DOMANDE E (FORSE) RISPOSTE

Oggi, parlando al telefono con un vecchio amico, che è anche un mio consulente finanziario, è venuta fuori una cosa che sapevo bene, ma che prima mi dava fastidio sentire, mentre stavolta mi ha dato soddisfazione.
“Giovanni è uno che fa sempre domande difficili”, ha detto ridendo con bonomia dopo averci spiegato varie cose tecniche (eravamo in viva voce anche con mia madre).

È vero. Me ne rendo conto adesso come non mai, forse perché sto scrivendo un libro, La via dell’altrove, pieno di domande importanti, molte delle quali già so essere probabilmente destinate a restare senza risposta.

È così fin dal tempo dell’università, a Giurisprudenza, quando a un seminario sulle autorità garanti formulai il quesito di chi avrebbe controllato tali garanti (seguendo la massima latina “Quis cutodiet istos custodes”?). E lo feci senza alcuno spirito polemico: pensavo semplicemente a una sorta di Corte Costituzionale delle autorità garanti, o magari (pia illusione!) a una nuova competenza della Consulta.

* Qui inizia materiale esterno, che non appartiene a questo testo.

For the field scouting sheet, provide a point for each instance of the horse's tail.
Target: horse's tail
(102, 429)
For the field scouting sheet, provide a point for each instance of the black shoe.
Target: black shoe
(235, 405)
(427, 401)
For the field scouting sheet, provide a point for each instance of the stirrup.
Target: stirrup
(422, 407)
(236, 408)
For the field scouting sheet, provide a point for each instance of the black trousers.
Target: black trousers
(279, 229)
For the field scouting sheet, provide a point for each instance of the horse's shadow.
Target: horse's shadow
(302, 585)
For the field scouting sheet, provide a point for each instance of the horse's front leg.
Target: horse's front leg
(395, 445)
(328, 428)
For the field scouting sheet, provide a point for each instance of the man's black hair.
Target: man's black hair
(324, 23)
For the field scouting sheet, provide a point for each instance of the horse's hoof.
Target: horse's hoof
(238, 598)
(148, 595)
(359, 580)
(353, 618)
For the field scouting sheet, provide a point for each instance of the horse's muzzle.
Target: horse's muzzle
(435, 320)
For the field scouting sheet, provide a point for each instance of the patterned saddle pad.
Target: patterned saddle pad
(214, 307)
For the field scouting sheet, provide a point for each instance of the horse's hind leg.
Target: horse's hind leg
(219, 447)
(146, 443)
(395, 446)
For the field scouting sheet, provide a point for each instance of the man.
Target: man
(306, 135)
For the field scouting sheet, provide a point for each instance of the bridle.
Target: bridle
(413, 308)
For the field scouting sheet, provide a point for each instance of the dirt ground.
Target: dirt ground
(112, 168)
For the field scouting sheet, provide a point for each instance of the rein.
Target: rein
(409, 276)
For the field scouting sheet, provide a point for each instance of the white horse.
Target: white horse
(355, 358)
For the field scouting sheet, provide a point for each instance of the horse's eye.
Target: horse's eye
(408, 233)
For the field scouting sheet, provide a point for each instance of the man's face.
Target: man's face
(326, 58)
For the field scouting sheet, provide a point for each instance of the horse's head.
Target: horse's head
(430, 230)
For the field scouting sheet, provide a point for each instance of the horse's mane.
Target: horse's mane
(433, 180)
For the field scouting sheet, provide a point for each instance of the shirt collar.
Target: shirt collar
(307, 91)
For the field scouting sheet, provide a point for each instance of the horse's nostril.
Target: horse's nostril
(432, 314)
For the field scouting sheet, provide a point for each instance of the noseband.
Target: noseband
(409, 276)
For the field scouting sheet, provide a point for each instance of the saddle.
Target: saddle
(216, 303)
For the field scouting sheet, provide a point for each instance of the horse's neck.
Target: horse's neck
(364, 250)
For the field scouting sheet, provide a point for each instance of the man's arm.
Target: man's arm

Ricordo che in aula cadde il gelo e nessuno rispose alla mia domanda.

Questo in buona parte (a parte la mia vocazione letteraria e linguistica) risponde alla domanda che tanti mi fanno del perché non abbia mai ambito a diventare un avvocato o un magistrato (e dire che avrei potuto provarci, certo facendomi un gran culo, data la laurea con lode). E spiega anche perché abbia fatto da assistente al mio prof solo per un mese (a parte le traduzioni di cui avevo iniziato a occuparmi e che richiedevano tempo).
Il fatto è che a me piacevano – e piacciono – gli ambienti in cui a chi pone una domanda si dà una risposta. E il gelo non è mai una risposta.